Yesterday, I was tired and with a high of 100 or so, I didn't want to go too far. I had some time off and wanted to try a new recipe that require bacon that I did not have. So I ventured out and the drama began in the parking lot.

Two men dressed as women were causing a commotion and of course didn't care. One had on a bustier and one had on a bra. While they conversed loudly about something that only they understood, people in the parking stared and talk about them aloud. Near the door a woman loudly lamented that one of the men had such smooth, pretty skin, saying how unfair it was.

Inside I was greeted by a chewed up chicken bone in one aisle and spills in other aisles that had been left, but frames with caution cones. As I waited in line, a man knocked over something else and yelled loudly , "Clean up on aisle nine."
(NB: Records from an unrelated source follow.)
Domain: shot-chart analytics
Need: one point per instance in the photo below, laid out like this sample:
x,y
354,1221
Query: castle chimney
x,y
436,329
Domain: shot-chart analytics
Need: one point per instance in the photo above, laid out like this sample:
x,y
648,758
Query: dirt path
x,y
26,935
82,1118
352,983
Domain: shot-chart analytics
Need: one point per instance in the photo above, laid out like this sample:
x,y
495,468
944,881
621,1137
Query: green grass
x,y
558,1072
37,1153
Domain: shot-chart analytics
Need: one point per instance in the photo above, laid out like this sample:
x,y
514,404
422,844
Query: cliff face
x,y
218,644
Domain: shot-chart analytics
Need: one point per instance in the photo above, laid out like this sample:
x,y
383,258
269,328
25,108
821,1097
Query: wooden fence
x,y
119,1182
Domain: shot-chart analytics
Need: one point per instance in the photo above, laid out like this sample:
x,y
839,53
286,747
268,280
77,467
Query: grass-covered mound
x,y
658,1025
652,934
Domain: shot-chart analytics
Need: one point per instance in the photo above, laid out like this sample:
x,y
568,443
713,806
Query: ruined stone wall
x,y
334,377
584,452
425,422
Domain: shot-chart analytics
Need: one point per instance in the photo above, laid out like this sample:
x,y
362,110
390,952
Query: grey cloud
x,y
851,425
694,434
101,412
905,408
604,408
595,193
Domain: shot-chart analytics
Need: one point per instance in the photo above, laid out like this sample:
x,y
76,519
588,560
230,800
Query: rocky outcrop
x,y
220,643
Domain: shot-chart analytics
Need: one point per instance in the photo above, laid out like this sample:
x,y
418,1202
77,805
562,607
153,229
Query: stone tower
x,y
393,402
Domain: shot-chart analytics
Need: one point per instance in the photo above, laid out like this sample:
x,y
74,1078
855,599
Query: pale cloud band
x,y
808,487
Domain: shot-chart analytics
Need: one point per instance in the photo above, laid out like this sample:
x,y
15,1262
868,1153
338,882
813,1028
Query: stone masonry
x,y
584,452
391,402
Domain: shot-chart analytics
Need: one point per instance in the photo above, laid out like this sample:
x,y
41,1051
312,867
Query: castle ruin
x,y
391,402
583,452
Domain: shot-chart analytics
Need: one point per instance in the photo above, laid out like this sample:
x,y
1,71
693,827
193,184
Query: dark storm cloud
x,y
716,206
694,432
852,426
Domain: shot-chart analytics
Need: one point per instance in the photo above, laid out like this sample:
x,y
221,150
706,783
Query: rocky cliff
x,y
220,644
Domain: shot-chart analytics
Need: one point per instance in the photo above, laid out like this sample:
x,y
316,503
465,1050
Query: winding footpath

When I got back to the parking lot a rep for some obscure mayoral candidate had set up shop right in front of my car. It wasn't until I got in and turned on the engine that he and the man he was speaking to decided to move.

But, hey, I had my bacon.

Thursday, July 01, 2010

The African Presence in Mexico Exhibit Leaves the Smithsonian on July 4

The Smithsonian Anacostia Community Museum has a great exhibit on the African presence in Mexico and it is leaving July 4. So if you're nearby, go check it out.

Even if you are not nearby, you can take the Shuttle Anacostia to get to the museum and to the Fredrick Douglass National Historical site.